An individual’s MO governs actions, reactions and interactions. The MO also determines a person’s use of time and his or her natural form of communication. Exercising control over this mental resource gives people the freedom to be their authentic selves.
Any interference with the use of this energy reduces a person’s effectiveness and the joy of accomplishment. Stress inevitably results from the prolonged disruption of the flow of this energy. Others can nurture this nature ability, but block it by attempting to alter it.
The Kolbe assessment does many things (too many to mention in this short blog) and there are things it is does not do (again too many for this short blog). I have listed five of the things Kolbe does and five that it does not.

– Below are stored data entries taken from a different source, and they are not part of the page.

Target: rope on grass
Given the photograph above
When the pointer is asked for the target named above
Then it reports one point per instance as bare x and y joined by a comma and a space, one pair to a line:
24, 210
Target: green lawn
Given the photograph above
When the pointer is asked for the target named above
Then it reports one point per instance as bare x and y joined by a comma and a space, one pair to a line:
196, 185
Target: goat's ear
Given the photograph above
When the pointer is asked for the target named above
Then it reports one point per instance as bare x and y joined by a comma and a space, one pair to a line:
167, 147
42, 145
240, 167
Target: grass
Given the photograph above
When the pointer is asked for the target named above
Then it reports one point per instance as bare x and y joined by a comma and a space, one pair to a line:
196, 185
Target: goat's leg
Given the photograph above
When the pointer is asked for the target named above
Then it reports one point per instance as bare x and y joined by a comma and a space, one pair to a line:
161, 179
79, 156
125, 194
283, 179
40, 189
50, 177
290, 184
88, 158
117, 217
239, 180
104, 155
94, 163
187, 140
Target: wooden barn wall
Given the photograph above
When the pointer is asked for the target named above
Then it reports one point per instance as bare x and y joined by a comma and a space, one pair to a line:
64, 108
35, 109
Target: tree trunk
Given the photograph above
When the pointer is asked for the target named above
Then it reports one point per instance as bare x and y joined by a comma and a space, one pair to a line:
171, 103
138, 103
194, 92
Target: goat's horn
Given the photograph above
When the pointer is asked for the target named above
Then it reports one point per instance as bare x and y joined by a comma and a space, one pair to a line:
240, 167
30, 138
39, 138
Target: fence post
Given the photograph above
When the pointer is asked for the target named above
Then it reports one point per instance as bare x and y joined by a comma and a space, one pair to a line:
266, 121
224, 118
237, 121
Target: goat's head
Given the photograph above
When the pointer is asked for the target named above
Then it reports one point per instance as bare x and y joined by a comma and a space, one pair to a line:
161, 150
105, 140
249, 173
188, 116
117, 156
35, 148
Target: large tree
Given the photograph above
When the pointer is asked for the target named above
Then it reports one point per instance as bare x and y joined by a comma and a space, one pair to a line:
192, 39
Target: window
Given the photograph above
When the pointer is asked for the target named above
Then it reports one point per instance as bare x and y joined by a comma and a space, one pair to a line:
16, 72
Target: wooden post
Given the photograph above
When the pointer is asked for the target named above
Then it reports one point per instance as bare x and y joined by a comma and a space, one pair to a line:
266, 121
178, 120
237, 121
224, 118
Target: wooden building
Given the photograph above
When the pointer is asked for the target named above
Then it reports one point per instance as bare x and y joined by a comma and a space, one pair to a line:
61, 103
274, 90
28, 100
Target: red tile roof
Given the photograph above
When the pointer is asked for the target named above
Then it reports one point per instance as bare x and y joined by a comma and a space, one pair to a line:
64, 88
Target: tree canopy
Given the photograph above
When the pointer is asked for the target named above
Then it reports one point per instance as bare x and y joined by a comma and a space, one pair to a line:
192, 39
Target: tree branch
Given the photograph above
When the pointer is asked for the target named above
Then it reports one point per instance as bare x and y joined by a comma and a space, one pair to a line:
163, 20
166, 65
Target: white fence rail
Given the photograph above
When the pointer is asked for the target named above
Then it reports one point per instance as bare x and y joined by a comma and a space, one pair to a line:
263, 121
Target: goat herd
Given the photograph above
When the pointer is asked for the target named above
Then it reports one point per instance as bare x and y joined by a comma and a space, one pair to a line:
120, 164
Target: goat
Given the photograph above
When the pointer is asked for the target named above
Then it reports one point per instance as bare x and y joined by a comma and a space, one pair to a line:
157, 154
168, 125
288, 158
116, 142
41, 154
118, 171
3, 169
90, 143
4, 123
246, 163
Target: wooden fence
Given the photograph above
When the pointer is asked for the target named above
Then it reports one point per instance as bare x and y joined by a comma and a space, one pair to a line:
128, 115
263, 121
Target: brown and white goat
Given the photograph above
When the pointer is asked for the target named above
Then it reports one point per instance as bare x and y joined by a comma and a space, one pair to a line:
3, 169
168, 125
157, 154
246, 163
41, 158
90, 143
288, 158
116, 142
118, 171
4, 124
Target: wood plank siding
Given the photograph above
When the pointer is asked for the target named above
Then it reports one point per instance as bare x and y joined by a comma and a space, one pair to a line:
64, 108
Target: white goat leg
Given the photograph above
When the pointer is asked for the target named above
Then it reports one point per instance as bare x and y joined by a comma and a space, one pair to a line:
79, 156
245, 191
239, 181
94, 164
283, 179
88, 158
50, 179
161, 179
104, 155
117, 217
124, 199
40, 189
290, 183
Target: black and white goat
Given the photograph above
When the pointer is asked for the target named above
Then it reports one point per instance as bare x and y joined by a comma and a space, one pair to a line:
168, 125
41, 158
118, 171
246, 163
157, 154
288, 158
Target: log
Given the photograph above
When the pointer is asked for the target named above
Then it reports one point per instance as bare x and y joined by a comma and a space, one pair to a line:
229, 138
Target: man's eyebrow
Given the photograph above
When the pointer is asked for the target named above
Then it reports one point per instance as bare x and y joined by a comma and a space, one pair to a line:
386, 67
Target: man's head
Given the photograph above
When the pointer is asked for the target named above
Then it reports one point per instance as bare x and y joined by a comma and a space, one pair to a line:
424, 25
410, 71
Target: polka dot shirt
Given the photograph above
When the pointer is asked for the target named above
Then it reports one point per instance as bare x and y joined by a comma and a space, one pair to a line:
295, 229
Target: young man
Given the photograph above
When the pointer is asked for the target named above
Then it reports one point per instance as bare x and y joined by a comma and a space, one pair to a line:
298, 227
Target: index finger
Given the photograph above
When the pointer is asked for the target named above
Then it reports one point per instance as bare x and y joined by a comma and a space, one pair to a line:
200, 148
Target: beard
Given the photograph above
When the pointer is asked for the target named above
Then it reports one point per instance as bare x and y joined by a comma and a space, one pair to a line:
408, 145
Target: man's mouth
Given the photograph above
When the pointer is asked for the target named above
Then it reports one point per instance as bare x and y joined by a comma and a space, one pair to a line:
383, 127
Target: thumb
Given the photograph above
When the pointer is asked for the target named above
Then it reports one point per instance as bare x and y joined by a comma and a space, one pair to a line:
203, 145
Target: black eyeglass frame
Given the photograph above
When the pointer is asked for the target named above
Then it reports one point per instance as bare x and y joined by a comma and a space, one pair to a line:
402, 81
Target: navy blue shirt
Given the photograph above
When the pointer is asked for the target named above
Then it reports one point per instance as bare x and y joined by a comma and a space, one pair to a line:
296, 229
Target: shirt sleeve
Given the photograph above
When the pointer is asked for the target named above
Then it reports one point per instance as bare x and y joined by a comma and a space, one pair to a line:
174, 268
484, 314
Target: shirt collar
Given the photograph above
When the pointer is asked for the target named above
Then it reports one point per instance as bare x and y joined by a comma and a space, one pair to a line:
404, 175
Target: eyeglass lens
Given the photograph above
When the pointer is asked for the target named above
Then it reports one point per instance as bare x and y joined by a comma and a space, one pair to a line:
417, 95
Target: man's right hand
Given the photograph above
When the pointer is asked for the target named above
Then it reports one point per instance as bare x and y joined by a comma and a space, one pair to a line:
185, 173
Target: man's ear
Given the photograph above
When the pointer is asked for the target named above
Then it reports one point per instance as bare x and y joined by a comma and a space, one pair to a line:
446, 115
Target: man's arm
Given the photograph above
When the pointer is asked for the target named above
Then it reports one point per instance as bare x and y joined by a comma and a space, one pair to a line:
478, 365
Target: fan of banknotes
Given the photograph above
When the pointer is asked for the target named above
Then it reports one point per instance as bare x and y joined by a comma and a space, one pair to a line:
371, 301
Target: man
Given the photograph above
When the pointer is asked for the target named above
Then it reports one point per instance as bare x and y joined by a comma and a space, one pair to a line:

- Identifies instinct based or natural abilities
- De-bunks performance related stereotypes, which have been based on gender, age, race and ethnicity, physical, intellectual and social attributes
- Provides language for describing innate talents as Natural Advantages
- Quantifies the stress a person will suffer if not given the freedom to operate according to individual needs
- Assesses the obstacles to freedom of operation, which may be imposed by the self and others
Kolbe Does Not
- Identify weaknesses
- Suggest to people that there is something wrong within them that should be changed
- Remove personal responsibility for actions
- Rate individual talents on scales of better or worse, more or less important or any other value system
- Suggest that one person is more likely to succeed than another.
As you can see Kolbe takes a very different approach. What I personally liked most was that I could understand better what activities gave me energy and what did not. I still had to perform the activities that actually drained my energy but after doing Kolbe I learned to manage them at times of the day when my energy was high and to perform these activities in shorter chunks of time, this was a big help for me to not procrastinate on my least favourite things.
The Kolbe Impact Factors are the 12 ways we approach problem solving determined by our MOs. Although we can solve problems using any of the 12 methods, each of us has four – one in each Action Mode that allows us to do our best, most efficient and creative work. We instinctively begin the creative problem solving process using our most insistent mode of initiation.
The Four Action Modes are Fact Finder, Follow Thru, Quick Start and Implementor. My index results show that my natural advantage is that I am an innovator: meaning my conative creativity is intuitive, visionary, and highly original. I have a knack for finding alternatives and discovering unique ways to get things done.
There is a lot more information available from the Kolbe assessment should you wish to have it done.